Stablecoins are increasingly carving out a vital role in the digital payments landscape, and recent figures highlight just how significant this shift has become. According to fresh data released by Artemis, stablecoin payment volumes have soared to an impressive $94.2 billion between January 2023 and February 2025 — a clear indicator that these digital assets are moving well beyond speculative trading into practical, everyday use cases.

One of the standout trends revealed in the report is the dominance of business-to-business (B2B) transactions within the stablecoin ecosystem. These B2B transfers represent the lion’s share of activity, with an annualized transaction volume running at about $36 billion. This highlights stablecoins’ growing appeal as a seamless, fast, and cost-effective solution for businesses seeking to move large sums across borders or between partners without the friction typically associated with traditional banking.

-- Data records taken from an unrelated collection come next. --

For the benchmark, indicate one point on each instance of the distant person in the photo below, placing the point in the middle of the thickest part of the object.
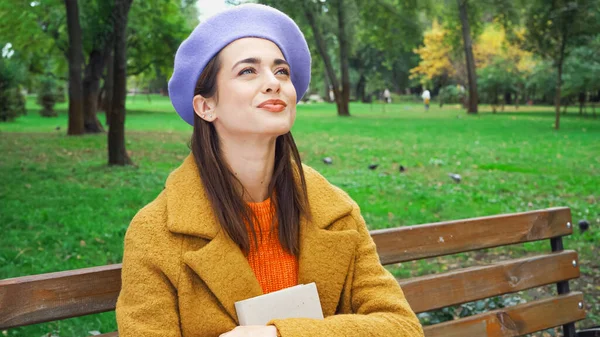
(387, 97)
(426, 98)
(242, 216)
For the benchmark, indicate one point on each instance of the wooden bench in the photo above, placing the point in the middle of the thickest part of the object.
(48, 297)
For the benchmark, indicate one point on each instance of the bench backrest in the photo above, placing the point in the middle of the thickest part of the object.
(48, 297)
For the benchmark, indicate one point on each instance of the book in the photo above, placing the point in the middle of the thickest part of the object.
(301, 301)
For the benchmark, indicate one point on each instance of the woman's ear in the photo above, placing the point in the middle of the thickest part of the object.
(205, 108)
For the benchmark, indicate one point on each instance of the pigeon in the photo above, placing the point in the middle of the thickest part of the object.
(584, 225)
(455, 177)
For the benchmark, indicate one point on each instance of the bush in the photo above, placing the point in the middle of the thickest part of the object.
(47, 96)
(451, 94)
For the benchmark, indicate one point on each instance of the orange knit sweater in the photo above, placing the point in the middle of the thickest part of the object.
(274, 268)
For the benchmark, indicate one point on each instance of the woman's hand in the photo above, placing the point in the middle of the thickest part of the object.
(252, 331)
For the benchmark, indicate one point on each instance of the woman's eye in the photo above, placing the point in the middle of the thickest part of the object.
(283, 71)
(247, 71)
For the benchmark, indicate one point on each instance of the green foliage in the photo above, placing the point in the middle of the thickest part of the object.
(12, 102)
(47, 96)
(495, 80)
(582, 69)
(453, 93)
(541, 84)
(553, 29)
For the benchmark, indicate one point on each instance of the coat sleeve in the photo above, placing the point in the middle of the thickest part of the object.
(147, 304)
(378, 304)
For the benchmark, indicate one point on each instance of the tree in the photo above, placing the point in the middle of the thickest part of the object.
(555, 28)
(117, 154)
(47, 96)
(98, 18)
(12, 73)
(470, 60)
(435, 57)
(385, 38)
(75, 60)
(317, 16)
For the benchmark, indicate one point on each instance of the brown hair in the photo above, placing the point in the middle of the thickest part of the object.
(287, 188)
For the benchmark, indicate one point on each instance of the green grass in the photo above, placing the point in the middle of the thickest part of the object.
(62, 208)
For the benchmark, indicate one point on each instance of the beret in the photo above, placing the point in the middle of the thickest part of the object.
(216, 32)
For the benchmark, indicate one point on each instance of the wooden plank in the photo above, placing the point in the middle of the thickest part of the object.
(48, 297)
(470, 284)
(444, 238)
(514, 321)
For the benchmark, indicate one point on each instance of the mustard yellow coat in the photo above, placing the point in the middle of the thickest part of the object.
(182, 274)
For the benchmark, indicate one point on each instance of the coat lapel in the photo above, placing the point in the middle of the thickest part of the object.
(325, 253)
(226, 272)
(325, 258)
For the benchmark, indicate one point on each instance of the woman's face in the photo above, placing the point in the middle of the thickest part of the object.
(255, 95)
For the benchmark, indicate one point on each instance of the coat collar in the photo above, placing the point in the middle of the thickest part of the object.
(325, 255)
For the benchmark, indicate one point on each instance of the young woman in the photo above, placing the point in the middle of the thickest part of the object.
(242, 216)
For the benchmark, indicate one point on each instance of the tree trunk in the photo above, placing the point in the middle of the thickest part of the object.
(508, 98)
(344, 54)
(472, 77)
(75, 54)
(117, 155)
(109, 85)
(360, 88)
(91, 86)
(322, 48)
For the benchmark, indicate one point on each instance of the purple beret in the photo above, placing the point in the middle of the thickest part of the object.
(215, 33)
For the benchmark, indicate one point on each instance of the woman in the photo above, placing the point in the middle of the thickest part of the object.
(241, 216)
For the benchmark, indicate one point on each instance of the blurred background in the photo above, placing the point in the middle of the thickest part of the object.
(423, 111)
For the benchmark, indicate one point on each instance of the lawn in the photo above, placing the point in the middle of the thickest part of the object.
(62, 207)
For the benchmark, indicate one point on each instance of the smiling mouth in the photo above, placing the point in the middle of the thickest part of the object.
(274, 105)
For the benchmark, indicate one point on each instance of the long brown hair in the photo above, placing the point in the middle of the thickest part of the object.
(287, 188)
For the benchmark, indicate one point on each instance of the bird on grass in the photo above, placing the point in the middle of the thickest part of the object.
(456, 177)
(584, 225)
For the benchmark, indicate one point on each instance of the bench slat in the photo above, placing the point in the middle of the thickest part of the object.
(470, 284)
(48, 297)
(514, 321)
(445, 238)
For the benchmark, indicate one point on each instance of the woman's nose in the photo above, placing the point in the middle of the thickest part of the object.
(271, 83)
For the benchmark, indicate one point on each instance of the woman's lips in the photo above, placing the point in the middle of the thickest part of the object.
(273, 105)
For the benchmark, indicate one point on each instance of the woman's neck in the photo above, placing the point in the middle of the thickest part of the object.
(252, 162)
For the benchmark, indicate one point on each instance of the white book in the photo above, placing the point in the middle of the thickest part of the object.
(301, 301)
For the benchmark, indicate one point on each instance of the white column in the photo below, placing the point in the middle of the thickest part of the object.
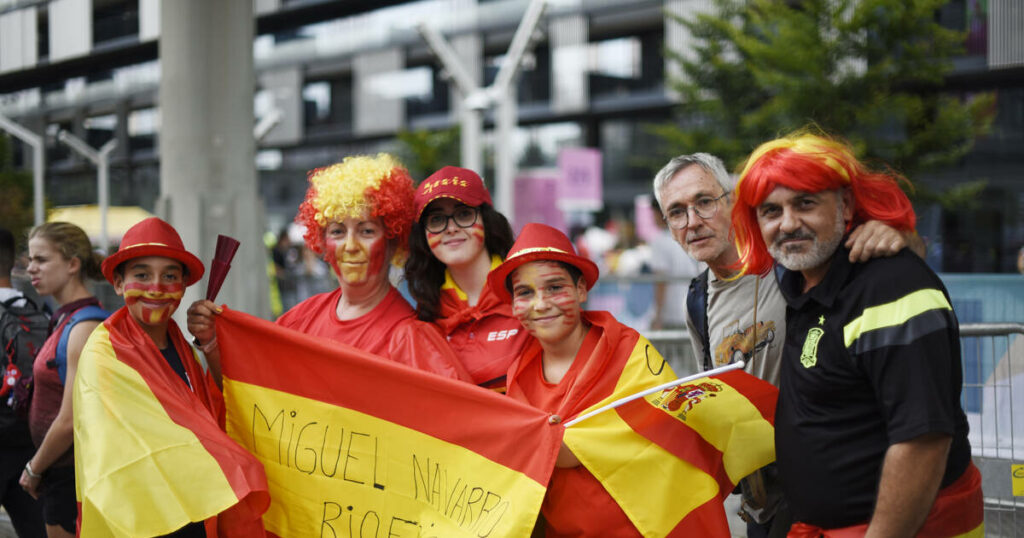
(207, 174)
(374, 112)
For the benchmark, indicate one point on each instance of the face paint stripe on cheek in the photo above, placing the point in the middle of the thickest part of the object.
(476, 232)
(433, 240)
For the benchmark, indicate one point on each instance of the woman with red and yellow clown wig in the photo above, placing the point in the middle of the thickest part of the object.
(812, 163)
(357, 215)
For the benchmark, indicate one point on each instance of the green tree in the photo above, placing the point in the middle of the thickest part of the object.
(425, 152)
(15, 194)
(870, 71)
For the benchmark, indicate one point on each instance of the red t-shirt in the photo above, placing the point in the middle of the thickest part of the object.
(371, 332)
(485, 337)
(576, 504)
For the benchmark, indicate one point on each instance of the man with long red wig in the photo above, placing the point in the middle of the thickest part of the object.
(870, 438)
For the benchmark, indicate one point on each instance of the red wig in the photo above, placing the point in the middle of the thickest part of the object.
(811, 163)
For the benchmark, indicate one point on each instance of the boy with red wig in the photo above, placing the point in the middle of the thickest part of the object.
(869, 433)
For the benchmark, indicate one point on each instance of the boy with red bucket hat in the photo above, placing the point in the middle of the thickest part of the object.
(151, 454)
(623, 473)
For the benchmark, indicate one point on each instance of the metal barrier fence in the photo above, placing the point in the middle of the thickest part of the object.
(992, 397)
(993, 364)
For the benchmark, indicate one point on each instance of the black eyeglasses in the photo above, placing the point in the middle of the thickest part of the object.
(706, 207)
(464, 216)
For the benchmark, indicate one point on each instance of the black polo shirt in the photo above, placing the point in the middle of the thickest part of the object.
(871, 358)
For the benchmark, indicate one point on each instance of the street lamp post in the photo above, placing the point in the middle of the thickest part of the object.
(101, 160)
(36, 141)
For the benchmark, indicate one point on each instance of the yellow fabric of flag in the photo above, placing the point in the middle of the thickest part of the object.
(670, 457)
(138, 471)
(355, 445)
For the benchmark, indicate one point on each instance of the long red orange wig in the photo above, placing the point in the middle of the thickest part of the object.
(812, 163)
(379, 187)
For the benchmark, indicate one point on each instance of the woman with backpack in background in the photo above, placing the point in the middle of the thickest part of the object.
(60, 257)
(457, 239)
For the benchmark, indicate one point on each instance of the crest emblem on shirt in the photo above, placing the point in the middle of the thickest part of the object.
(680, 400)
(809, 355)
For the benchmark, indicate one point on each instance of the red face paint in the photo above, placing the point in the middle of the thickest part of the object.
(153, 303)
(476, 231)
(546, 300)
(433, 240)
(357, 250)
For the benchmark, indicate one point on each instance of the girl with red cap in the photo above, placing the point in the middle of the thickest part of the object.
(457, 239)
(572, 362)
(60, 257)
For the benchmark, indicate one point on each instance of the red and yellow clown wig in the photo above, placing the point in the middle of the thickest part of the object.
(811, 163)
(379, 187)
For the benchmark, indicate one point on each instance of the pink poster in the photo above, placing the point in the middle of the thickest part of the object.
(581, 185)
(536, 199)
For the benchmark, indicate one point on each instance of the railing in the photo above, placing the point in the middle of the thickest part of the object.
(993, 399)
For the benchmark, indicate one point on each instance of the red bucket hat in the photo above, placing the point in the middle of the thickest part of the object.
(460, 183)
(540, 242)
(154, 237)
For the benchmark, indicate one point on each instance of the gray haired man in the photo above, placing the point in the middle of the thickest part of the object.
(731, 319)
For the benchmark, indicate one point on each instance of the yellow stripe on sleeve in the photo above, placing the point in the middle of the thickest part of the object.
(895, 313)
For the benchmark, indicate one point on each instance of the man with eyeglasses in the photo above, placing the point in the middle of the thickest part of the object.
(731, 319)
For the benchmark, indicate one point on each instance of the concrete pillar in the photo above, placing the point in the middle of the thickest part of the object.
(208, 179)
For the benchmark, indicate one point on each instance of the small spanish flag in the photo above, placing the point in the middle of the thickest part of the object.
(670, 458)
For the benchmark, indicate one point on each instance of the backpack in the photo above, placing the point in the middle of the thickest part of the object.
(89, 313)
(23, 331)
(696, 307)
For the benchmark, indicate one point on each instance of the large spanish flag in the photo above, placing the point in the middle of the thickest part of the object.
(670, 458)
(354, 445)
(150, 451)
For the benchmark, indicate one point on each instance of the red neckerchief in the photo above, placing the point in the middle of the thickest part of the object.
(456, 313)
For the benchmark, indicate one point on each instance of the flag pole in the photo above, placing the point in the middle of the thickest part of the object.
(722, 369)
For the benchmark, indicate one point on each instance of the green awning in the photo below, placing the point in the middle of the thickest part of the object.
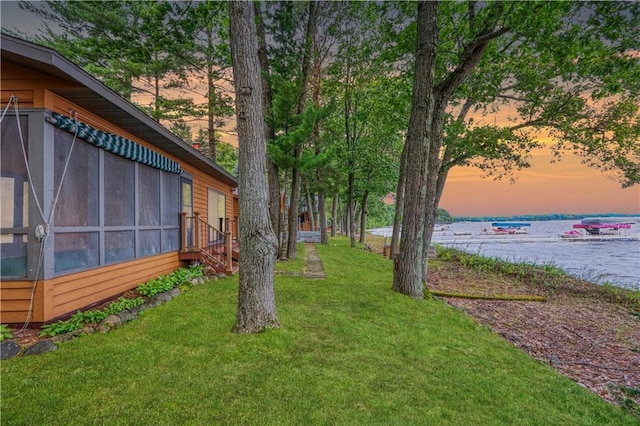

Additionally, card-linked stablecoin payments have been gaining traction. This method, which allows users to spend stablecoins directly via debit or credit cards, has seen annual volumes climb past $13.2 billion, signaling a strong consumer and merchant appetite for crypto-based payment flexibility.

The Artemis report sums it up neatly: “Stablecoins have established themselves as growing and significant components of the global payment infrastructure.” Indeed, their ability to combine crypto’s efficiency with the relative stability of fiat backing is winning over users worldwide.

USDT Holds Firm as the Go-To Stablecoin for Payments

When it comes to the preferred stablecoin for payments, Tether’s USDt remains the undisputed leader. Despite the rise of many competitors, USDT continues to dominate payment volume, far outpacing Circle’s USDC, which holds a clear second place in the market. This preference points to USDT’s deep liquidity, broad adoption, and trust among users and businesses alike.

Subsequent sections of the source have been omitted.